Tuesday, August 24, 2010

More Historical Malpractice From CNN--The Original Cordoba Mosque

Yesterday, I posted about how CNN attempted to imply a comparison between opposition to the Ground Zero Mosque with both Father Coughlin and the KKK--both of whom actually had strong associations with the Democratic Party.

After showing such an ignorance of American history, CNN fearlessly wades into Muslim history.

Here is an excerpt from CNN’s “Newsroom,” between CNN reporter Ali Velshi and Time Magazine’s deputy international editor Bobby Ghosh:
VELSHI: The name Cordoba- some people are associating it with Muslim rule and bloody battles, when, in fact, Cordoba was one of the finest times in relations between the major religions.

GHOSH: Exactly right- in interfaith discourse-

VELSHI: Yeah-

GHOSH: And the great mosque of Cordoba that people are talking about and that Newt Gingrich was talking about- the man who built it, the Muslim prince who built it, bought it from a Christian group- paid money for it and bought it from a Christian group. And there was not a lot of alarm and anger raised then. It's- as I said, we- I'm afraid, at this point, no rational discussion seems possible- [emphasis added]
Andrew Bostom corrects the record, which Ghosh has so brutally distorted.
Bostom quotes from Reinhart Dozy (1820-1883), an Orientalist scholar and Islamophile, who wrote a four-volume work Histoire des Musselmans d’Espagne (A History of the Muslims in Spain). Bostom quotes from Dozy’s historical account of how the Cordovan cathedral was converted into a mosque:
All the churches in that city [Cordova] had been destroyed except the cathedral, dedicated to Saint Vincent, but the possession of this fane [church or temple] had been guaranteed by treaty. For several years the treaty was observed; but when the population of Cordova was increased by the arrival of Syrian Arabs [i.e., Muslims], the mosques did not provide sufficient accommodation for the newcomers, and the Syrians considered it would be well for them to adopt the plan which had been carried out at Damascus, Emesa [Homs], and other towns in their own country, of appropriating half of the cathedral and using it as a mosque. The [Muslim] Government having approved of the scheme, the Christians were compelled to hand over half of the edifice. This was clearly an act of spoliation, as well as an infraction of the treaty.
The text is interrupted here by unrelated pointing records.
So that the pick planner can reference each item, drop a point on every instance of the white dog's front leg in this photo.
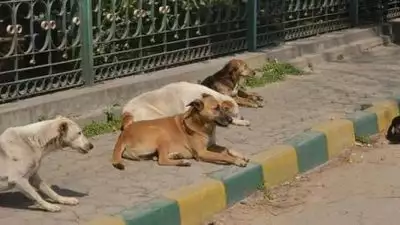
(46, 189)
(24, 185)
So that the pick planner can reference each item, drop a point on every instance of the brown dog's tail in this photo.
(127, 119)
(117, 153)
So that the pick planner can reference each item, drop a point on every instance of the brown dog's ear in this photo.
(63, 128)
(197, 104)
(205, 95)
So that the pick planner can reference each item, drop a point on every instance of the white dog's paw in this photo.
(51, 207)
(68, 201)
(184, 162)
(246, 123)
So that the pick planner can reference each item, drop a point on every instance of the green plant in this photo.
(273, 71)
(364, 139)
(111, 124)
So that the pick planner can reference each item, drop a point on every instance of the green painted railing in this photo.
(50, 45)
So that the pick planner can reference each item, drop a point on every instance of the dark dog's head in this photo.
(393, 133)
(209, 110)
(239, 69)
(71, 135)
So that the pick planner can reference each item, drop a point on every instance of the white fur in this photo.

Some years later, Abd-er Rahman I [i.e., the “Muslim prince” in Ghosh’s redacted narrative] requested the Christians to sell him the other half. This they firmly refused to do, pointing out that if they did so they would not possess a single place of worship. Abd-er Rahman, however, insisted, and a bargain was struck by which the Christians ceded their cathedral….[emphasis by Bostom]
One can of course distinguish between what happened then and what is happening now and point to significant differences between the 2 cases.

But that is exactly the point.

No one is openly discussing what happened then--they are either sweeping it under the carpet or rewriting the history of what actually happened. In fact there is a significant history of Islam disrespecting the sites of other religions and co-opting them.

You can argue that this is part of the distant Muslim past, but considering that the Muslim world has at least one foot firmly planted in its Medieval past (as in the Saudi judge who wants to damage a man's spine to paralyze him the way he did to his victim) and we saw the destruction of  Buddha statues by the Taliban in Afghanistan, it is clear that such a discussion is both relevant and badly needed.